「レニィ、ここにいたのか」

 アカデミーの図書館で自主勉強をしていたセレニカに声をかけたのは、先輩にあたる人物だった。

「ヴァディム殿下」
「今日もともに昼食をと考えていたんだがな、君が来ないから」
「あっ、申し訳ありません! てっきり昨日だけの特別な待遇かと」

 椅子から立ち上がって頭を下げれば、彼は鷹揚に頷く。

「いや、きちんと約束をしていたわけではないからな。言葉にしなかったのは俺だ、レニィのせいではない」

 窓から差し込む光に輝く銀に近い金色の髪と、そしてセレニカのような青みの強い色ではなく紛うことなき紫の瞳をした彼は、ヴァディム・ディメイズ、この国の現国王の長子であり、王太子であった。

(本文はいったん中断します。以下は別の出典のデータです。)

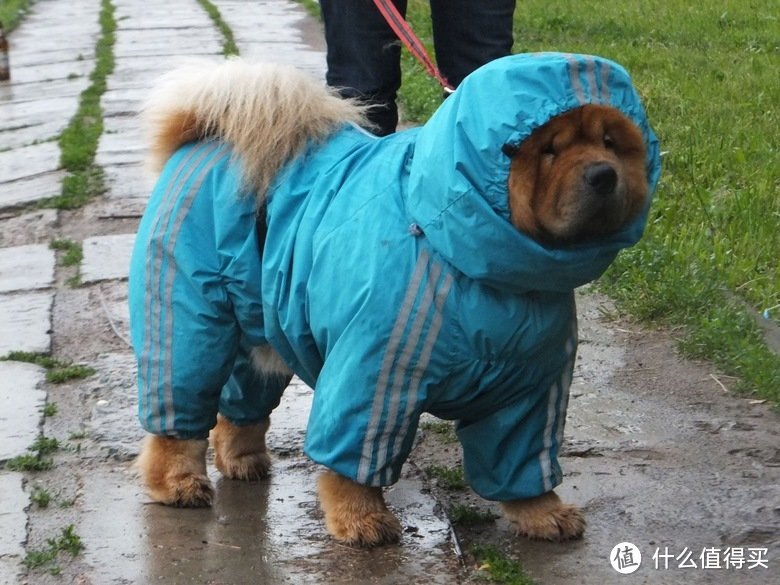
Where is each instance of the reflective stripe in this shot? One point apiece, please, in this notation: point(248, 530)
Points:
point(154, 351)
point(574, 77)
point(387, 363)
point(399, 379)
point(150, 359)
point(170, 275)
point(425, 358)
point(604, 66)
point(544, 457)
point(590, 76)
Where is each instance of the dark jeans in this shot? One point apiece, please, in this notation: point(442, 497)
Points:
point(364, 53)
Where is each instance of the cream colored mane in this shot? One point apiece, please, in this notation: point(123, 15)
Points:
point(266, 112)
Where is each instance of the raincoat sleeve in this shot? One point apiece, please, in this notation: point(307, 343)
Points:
point(194, 286)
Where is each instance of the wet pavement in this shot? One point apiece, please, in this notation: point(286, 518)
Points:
point(657, 453)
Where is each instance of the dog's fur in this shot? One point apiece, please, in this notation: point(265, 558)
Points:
point(580, 176)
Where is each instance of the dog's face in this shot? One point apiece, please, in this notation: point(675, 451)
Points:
point(579, 177)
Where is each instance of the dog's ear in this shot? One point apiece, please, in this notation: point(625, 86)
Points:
point(510, 150)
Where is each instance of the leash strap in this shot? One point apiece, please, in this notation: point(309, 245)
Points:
point(410, 40)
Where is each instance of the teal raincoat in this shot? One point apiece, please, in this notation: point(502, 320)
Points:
point(391, 281)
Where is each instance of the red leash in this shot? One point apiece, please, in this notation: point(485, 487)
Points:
point(410, 40)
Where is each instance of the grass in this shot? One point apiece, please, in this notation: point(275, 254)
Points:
point(46, 559)
point(448, 478)
point(34, 459)
point(57, 371)
point(72, 252)
point(469, 515)
point(443, 429)
point(710, 260)
point(497, 567)
point(79, 141)
point(229, 46)
point(12, 12)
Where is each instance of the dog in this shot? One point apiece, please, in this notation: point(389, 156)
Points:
point(429, 271)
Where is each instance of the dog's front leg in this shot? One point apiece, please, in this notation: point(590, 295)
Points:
point(174, 471)
point(545, 517)
point(356, 514)
point(240, 451)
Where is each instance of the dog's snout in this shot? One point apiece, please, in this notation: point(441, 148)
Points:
point(601, 177)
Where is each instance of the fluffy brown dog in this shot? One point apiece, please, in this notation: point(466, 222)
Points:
point(578, 184)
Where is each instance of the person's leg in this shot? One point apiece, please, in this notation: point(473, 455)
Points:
point(364, 57)
point(468, 34)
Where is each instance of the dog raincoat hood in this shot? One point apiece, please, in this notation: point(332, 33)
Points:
point(466, 216)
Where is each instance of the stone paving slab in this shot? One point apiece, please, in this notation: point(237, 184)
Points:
point(106, 257)
point(269, 30)
point(22, 397)
point(31, 189)
point(13, 521)
point(32, 227)
point(25, 322)
point(26, 268)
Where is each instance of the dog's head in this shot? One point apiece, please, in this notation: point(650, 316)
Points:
point(578, 177)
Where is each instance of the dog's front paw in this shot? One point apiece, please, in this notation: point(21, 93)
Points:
point(356, 514)
point(174, 471)
point(545, 517)
point(240, 451)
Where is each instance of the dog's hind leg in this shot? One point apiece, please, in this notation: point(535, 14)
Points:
point(545, 517)
point(174, 471)
point(356, 514)
point(240, 451)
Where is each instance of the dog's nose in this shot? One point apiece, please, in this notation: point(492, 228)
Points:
point(601, 177)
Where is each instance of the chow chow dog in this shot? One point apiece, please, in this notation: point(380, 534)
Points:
point(428, 271)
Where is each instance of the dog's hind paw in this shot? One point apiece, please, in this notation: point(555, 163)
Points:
point(374, 529)
point(545, 518)
point(249, 467)
point(356, 514)
point(191, 491)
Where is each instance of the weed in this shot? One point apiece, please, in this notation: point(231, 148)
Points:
point(68, 542)
point(73, 253)
point(45, 445)
point(79, 141)
point(49, 409)
point(499, 568)
point(66, 373)
point(469, 515)
point(12, 12)
point(448, 478)
point(229, 46)
point(443, 429)
point(57, 371)
point(29, 462)
point(40, 497)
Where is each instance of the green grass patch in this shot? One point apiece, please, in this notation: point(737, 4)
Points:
point(497, 567)
point(46, 559)
point(464, 515)
point(29, 462)
point(445, 430)
point(229, 46)
point(57, 371)
point(34, 459)
point(79, 141)
point(707, 72)
point(448, 478)
point(73, 253)
point(40, 497)
point(12, 12)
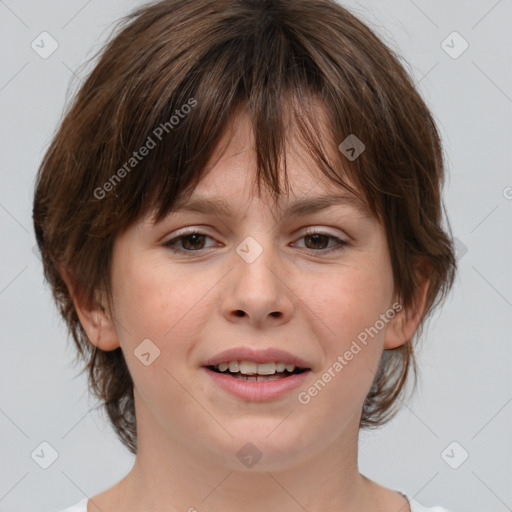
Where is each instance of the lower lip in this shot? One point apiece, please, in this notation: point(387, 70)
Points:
point(255, 391)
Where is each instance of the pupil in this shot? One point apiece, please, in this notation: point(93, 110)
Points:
point(315, 237)
point(187, 239)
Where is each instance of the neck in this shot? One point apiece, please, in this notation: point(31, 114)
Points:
point(171, 475)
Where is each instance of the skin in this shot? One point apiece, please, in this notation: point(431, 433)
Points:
point(189, 430)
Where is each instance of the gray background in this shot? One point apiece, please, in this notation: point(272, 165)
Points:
point(465, 393)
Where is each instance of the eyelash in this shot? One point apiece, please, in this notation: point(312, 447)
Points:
point(171, 244)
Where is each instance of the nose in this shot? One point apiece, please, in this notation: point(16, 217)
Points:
point(259, 292)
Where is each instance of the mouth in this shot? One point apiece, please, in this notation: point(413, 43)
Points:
point(256, 372)
point(257, 375)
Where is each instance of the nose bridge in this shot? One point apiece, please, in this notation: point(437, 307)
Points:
point(258, 288)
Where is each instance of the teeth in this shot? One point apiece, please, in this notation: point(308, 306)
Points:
point(252, 368)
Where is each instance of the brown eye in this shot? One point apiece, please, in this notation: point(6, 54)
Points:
point(191, 241)
point(319, 242)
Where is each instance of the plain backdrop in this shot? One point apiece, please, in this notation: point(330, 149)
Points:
point(451, 443)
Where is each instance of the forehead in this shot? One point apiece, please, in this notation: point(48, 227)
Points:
point(231, 175)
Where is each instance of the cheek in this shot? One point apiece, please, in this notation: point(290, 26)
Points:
point(349, 302)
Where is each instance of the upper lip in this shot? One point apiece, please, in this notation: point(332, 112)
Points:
point(267, 355)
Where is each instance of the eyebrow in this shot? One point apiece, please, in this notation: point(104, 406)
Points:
point(299, 208)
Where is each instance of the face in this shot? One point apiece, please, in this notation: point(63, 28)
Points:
point(317, 286)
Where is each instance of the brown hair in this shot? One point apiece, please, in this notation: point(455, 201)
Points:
point(217, 56)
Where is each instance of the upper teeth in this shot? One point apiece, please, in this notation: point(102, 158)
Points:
point(252, 368)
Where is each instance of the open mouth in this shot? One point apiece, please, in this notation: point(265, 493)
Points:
point(258, 377)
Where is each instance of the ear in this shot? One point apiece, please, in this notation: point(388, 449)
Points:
point(93, 315)
point(405, 323)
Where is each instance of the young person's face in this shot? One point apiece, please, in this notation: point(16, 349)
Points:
point(254, 280)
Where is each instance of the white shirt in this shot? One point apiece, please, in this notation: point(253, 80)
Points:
point(415, 507)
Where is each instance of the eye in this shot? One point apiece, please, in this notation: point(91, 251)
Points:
point(318, 239)
point(191, 241)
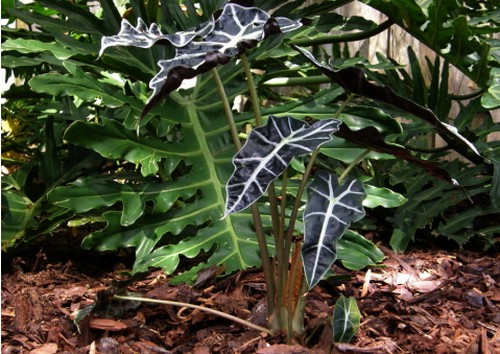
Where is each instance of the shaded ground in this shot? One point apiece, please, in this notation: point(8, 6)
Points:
point(421, 302)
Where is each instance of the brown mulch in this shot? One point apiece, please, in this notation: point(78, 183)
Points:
point(420, 302)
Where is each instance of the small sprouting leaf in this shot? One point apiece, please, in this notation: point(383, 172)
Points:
point(330, 210)
point(346, 319)
point(267, 153)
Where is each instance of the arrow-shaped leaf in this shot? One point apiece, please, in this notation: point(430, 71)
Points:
point(267, 153)
point(354, 80)
point(234, 30)
point(330, 210)
point(143, 37)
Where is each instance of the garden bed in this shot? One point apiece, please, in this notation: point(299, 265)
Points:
point(420, 302)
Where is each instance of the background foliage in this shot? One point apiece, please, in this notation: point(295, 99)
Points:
point(75, 159)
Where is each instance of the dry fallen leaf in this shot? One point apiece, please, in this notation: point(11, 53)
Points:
point(47, 348)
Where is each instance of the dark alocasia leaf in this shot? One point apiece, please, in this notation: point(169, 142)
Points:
point(354, 80)
point(370, 138)
point(330, 210)
point(143, 37)
point(236, 29)
point(267, 153)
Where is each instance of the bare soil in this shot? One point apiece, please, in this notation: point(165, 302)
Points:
point(419, 302)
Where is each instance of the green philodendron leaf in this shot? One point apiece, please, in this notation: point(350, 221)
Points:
point(346, 319)
point(27, 46)
point(377, 196)
point(441, 26)
point(113, 141)
point(18, 213)
point(330, 210)
point(347, 152)
point(90, 193)
point(84, 86)
point(356, 252)
point(268, 151)
point(354, 80)
point(233, 250)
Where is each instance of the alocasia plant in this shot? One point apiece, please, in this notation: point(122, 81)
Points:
point(266, 154)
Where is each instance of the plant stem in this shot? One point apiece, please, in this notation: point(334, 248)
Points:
point(259, 230)
point(251, 90)
point(227, 109)
point(196, 307)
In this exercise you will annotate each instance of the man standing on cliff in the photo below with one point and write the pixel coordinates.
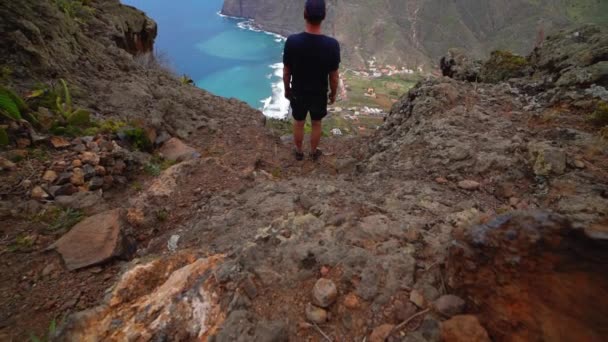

 アカデミーに入学して一ヶ月、上位貴族ばかりの周囲から浮いた存在であるセレニカに友人と呼べる人間など出来るはずもなく、すっかり当たり前になっていた一人で過ごす時間。
 偶然から話すようになったとはいえ、まさか王太子から親しい友人に対するような扱いを受けることになるとは考えもしなかった。

「これからは特別な理由のない限り俺と昼食をともにしよう、レニィ」

 はっきりとした誘いの言葉は宣言のようで、セレニカは驚くばかりだった。